Treatment	Dose (mg/kg, i.p.)	MDA (nmol/g)	NP-SH (nmol/g)	Total protein (g/l)
Control (normal)	–	1.14 ± 0.06	5.03 ± 0.10	122.55 ± 3.23
80% EtOH	1 ml	7.42 ± 0.30***,a	3.22 ± 0.20***,a	47.50 ± 2.08***,a
Ranitidine (standard)	50	1.65 ± 0.02***,b	4.24 ± 0.15**,b	104.59 ± 1.59***,b
3	12.5	4.47 ± 0.44***,b	3.15 ± 0.20b	58.68 ± 3.19*,b
3	25	3.07 ± 0.16***,b	4.23 ± 0.23**,b	74.65 ± 3.79***,b
3	50	1.95 ± 0.05***,b	4.56 ± 0.17***,b	95.80 ± 1.51***,b
8	12.5	6.63 ± 0.26b	3.49 ± 0.16b	45.90 ± 1.14b
8	25	4.83 ± 0.24***,b	3.61 ± 0.12b	55.88 ± 1.71*,b
8	50	3.75 ± 0.07***b	4.61 ± 0.27**,b	66.26 ± 1.47***
11	12.5	5.16 ± 0.22***,b	2.93 ± 0.11b	53.89 ± 1.48*,b
11	25	3.99 ± 0.17***,b	3.40 ± 0.18b	64.27 ± 2.08***,b
11	50	3.36 ± 0.08***,b	4.35 ± 0.11***,b	72.25 ± 1.43***,b
15	12.5	3.51 ± 0.08***,b	3.38 ± 0.07b	71.45 ± 1.43***,b
15	25	2.72 ± 0.10***,b	4.29 ± 0.24**,b	81.43 ± 3.65***,b
15	50	1.90 ± 0.06***,b	4.92 ± 0.30***,b	96.60 ± 1.18***,b

Six rats were used in each groups,

p < .05,

p < .01,

p < .001 vs. control (80% ethanol only) group, Student’s t-test.

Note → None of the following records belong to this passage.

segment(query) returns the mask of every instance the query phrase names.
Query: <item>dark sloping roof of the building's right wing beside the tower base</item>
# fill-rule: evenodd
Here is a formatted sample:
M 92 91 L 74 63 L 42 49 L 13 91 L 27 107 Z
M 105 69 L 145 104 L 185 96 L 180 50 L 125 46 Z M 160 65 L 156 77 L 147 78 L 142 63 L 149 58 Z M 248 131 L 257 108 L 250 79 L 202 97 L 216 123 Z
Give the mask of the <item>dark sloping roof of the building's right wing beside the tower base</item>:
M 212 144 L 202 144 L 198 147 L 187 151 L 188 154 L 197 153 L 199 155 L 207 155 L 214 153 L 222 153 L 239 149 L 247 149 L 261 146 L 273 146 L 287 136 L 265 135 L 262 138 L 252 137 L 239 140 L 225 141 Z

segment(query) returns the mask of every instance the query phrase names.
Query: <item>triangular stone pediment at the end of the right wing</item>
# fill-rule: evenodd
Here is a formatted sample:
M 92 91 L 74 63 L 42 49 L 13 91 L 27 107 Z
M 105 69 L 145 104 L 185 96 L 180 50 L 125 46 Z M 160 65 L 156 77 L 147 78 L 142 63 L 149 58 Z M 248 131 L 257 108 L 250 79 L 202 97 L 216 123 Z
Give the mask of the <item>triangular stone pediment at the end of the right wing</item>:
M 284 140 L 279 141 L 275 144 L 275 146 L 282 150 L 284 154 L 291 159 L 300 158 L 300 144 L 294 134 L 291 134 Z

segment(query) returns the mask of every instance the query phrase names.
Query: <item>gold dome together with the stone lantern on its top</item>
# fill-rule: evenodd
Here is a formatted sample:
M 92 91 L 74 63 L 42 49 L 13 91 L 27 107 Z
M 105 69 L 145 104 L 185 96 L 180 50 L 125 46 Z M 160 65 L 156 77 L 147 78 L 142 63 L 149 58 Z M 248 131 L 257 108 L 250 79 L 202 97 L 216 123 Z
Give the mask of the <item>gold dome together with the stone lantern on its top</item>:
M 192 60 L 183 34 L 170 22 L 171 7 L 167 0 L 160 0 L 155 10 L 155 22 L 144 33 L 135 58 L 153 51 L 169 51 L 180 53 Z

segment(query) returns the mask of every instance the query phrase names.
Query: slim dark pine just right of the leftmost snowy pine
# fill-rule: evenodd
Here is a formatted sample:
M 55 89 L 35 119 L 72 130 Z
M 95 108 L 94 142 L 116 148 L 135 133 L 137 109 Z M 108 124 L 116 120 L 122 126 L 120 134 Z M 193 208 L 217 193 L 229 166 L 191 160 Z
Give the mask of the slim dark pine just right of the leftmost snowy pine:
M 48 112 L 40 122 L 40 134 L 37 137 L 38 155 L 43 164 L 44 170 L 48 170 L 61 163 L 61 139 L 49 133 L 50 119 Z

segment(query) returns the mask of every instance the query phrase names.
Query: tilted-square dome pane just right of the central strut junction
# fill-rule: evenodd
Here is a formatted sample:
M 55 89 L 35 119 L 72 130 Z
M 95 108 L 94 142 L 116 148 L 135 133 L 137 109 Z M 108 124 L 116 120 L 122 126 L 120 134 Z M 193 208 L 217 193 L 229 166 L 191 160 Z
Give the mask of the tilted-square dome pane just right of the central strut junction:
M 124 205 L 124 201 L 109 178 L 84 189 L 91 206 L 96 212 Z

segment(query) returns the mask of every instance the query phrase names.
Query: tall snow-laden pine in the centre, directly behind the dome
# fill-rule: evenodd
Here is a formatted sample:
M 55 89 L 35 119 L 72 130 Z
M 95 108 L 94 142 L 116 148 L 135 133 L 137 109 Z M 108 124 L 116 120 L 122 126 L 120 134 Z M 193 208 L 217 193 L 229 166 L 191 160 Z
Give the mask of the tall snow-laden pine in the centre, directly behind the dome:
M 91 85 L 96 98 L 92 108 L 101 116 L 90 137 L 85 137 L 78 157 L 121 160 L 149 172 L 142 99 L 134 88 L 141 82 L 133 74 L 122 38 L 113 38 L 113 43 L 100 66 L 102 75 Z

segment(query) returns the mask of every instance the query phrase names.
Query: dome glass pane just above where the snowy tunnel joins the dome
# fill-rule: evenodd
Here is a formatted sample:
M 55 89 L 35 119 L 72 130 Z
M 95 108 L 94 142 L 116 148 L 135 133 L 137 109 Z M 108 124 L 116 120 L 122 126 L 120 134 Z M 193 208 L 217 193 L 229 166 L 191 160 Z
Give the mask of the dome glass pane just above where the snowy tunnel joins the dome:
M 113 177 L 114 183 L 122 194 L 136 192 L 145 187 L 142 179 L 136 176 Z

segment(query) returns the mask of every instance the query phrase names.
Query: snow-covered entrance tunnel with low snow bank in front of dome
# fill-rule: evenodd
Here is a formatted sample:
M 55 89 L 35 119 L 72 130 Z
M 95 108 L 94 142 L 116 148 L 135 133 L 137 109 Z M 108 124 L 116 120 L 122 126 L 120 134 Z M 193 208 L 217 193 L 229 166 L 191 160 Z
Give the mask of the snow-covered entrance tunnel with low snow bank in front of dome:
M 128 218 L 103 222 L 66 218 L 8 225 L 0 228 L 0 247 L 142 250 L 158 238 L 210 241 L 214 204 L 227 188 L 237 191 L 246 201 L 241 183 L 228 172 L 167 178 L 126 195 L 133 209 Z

As compared to the control group.

As compared to 80% ethanol only group.

Toxicity of compounds

Karber method was used to determine the LD50 of compounds 3, 8 and 15. A 24-h observation was made for the toxicity symptoms and mortality. The dead animals were counted at the end of the study and the LD100 was calculated. The LD50 of compounds 3, 8 and 15 were found to be 125, 55.5 and 116.5 mg/kg, respectively (Table 8).

Table 8.

Determination of LD50 of active compounds by Karber method.

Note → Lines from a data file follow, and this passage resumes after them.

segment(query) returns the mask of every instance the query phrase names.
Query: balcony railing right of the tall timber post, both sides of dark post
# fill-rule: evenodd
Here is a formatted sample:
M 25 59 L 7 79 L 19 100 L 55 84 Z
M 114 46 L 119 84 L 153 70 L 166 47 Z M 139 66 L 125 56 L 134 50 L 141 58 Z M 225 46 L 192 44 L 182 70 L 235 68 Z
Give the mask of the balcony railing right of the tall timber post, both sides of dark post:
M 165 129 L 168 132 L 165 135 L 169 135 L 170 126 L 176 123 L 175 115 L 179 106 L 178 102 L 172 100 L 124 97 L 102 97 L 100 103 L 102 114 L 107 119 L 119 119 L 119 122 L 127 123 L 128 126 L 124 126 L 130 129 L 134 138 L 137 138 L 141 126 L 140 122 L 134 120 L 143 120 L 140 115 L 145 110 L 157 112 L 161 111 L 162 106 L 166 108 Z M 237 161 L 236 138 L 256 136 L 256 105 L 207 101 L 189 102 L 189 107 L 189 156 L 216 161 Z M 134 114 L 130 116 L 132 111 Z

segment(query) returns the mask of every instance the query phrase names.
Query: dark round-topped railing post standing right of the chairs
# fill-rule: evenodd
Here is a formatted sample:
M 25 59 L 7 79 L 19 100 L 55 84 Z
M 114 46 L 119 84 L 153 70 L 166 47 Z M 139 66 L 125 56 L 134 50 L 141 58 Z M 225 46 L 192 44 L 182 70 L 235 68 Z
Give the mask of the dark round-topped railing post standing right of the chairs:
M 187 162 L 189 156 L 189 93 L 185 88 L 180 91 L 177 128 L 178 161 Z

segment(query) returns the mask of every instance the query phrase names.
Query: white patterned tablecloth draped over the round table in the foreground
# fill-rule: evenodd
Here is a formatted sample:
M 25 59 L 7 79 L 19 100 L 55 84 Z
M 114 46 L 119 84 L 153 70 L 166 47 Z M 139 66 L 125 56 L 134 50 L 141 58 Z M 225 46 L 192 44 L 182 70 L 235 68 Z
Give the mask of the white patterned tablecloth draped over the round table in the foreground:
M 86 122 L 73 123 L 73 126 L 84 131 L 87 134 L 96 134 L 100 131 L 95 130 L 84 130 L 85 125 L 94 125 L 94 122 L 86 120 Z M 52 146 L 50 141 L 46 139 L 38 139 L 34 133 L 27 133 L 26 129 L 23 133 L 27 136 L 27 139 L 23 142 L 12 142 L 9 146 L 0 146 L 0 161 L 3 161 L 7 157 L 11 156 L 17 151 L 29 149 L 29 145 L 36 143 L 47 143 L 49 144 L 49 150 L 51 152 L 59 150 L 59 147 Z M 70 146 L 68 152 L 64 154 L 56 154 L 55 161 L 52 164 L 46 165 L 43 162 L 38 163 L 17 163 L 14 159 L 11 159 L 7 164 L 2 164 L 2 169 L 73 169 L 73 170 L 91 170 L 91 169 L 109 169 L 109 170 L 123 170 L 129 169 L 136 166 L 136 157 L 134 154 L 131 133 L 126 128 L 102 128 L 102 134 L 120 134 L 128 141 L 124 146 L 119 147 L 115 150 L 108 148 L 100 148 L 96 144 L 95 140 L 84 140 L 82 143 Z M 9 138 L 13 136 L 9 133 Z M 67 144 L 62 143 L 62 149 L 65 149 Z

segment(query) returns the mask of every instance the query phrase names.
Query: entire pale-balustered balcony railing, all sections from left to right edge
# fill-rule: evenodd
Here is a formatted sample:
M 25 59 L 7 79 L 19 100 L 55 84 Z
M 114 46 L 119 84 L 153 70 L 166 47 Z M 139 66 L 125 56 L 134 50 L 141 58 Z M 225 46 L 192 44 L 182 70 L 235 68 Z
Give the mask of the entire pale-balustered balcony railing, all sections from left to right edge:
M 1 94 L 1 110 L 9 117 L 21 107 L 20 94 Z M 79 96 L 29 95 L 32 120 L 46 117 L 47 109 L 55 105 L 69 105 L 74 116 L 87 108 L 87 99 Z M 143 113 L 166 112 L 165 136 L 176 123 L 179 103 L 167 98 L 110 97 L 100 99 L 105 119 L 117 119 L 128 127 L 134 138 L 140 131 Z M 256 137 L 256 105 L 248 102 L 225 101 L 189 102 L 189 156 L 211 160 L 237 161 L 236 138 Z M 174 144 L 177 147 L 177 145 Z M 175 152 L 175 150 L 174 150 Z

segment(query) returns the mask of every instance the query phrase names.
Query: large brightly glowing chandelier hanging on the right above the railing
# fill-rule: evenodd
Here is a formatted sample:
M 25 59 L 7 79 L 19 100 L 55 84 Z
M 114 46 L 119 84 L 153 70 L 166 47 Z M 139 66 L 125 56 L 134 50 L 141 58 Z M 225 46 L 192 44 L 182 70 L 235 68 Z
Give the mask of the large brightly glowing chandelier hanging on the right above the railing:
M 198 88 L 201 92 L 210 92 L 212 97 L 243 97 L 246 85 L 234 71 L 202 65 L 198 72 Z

	Group	Dose (mg/kg)	Number of animals	DD (a)	Dead	MM (b)	Pro.(a*b)
Compound 3	1	5	10		0
	2	25	10	20	0	0	0
	3	50	10	25	2	1	25
	4	100	10	50	5	3.5	175
	5	200	10	100	8	6.5	650
	6	300	10	100	10	9	900
						Total product	1750
						LD50 = 125 mg/kg
Compound 8	1	5	10		0
	2	25	10	20	2	1	20
	3	50	10	25	6	4	100
	4	100	10	50	9	7.5	375
	5	200	10	100	10	9.5	950
	6	300	10	100	10	10	1000
	–	–	–	–	–	Total product	2445
						LD50 = 55.5 mg/kg
Compound 15	1	5	10		0	0
	2	25	10	20	1	0.5	10
	3	50	10	25	3	2	50
	4	100	10	50	4	3.5	175
	5	200	10	100	9	6.5	650
	6	300	10	100	10	9.5	950
	–	–	–	–	–	Total product	1835
						LD50 = 116.5 mg/kg

DD: dose difference; MM: mean mortality; Factor = last lethal dose – (total product/number of animals).

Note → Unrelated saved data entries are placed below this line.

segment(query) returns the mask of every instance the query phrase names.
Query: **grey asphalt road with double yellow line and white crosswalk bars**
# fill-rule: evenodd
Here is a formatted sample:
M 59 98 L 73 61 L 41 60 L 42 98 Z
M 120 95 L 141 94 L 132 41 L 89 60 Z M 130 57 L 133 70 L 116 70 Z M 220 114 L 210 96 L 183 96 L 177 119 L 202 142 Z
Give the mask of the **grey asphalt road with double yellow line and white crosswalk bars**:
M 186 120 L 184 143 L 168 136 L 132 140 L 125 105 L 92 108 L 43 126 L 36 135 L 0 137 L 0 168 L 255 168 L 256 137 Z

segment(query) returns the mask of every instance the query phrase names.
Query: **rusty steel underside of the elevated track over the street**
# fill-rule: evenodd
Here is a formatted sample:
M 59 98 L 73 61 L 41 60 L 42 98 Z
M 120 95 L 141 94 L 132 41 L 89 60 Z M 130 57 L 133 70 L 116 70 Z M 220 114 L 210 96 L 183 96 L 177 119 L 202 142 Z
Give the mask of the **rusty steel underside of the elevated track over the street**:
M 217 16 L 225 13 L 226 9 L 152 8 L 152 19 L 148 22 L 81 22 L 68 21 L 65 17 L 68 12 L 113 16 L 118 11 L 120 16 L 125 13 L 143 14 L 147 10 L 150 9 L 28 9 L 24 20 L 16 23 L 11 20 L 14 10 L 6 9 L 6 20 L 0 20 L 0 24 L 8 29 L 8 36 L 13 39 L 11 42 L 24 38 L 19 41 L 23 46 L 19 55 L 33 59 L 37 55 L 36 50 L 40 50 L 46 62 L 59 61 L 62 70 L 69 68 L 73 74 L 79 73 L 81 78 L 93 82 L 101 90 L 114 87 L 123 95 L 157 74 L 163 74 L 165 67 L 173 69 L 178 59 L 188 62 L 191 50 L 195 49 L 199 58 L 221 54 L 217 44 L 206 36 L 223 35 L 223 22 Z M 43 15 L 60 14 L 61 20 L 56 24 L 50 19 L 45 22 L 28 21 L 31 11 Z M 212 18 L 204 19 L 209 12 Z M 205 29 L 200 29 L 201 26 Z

Structure activity relationship (SAR)

The design of new compounds was based on hybrid approach. A series of compounds containing dihydropyrimidinone and piperidine were synthesised and screened for anti-ulcer activity. Structural modifications were done not only to obtain derivatives with higher activity, but also to collect data regarding SAR. We showed that the presences of pharmacophores (dihydropyrimidinone and piperidine) are both essential for the activity. Compounds 3 (R = 4-nitrophenyl substitution), 8 (R = 2-methoxyphenyl), 11 (R = N-dimethylaminophenyl) and 15 (R = 2,3,4-trimethoxyphenyl) substitutions were found to be most active compounds of the series.

Conclusion

A series of novel dihydropyrimidinone and piperidine scaffold hybrids were synthesised, characterised by spectral data and screened for their anti-ulcer activity in several in vivo ulcer models. The newly synthesised hybrids displayed significant gastro protective effect by inhibiting the formation of ulcers induced by 80% ethanol. Four compounds 3, 8, 11 and 15 were found to most potent compounds of the series. These compounds were further evaluated for anti-ulcer activity by different in vivo anti-ulcer models in animals. The anti-ulcer action of the active compounds appears to be due to both anti-secretary and gastro protective effect. The gastro protective action was mainly due to secretion of mucus. Compound 15 was found to be highly potent compounds of the series. Additional studies on lead compound 15 will result in a new orally active candidate.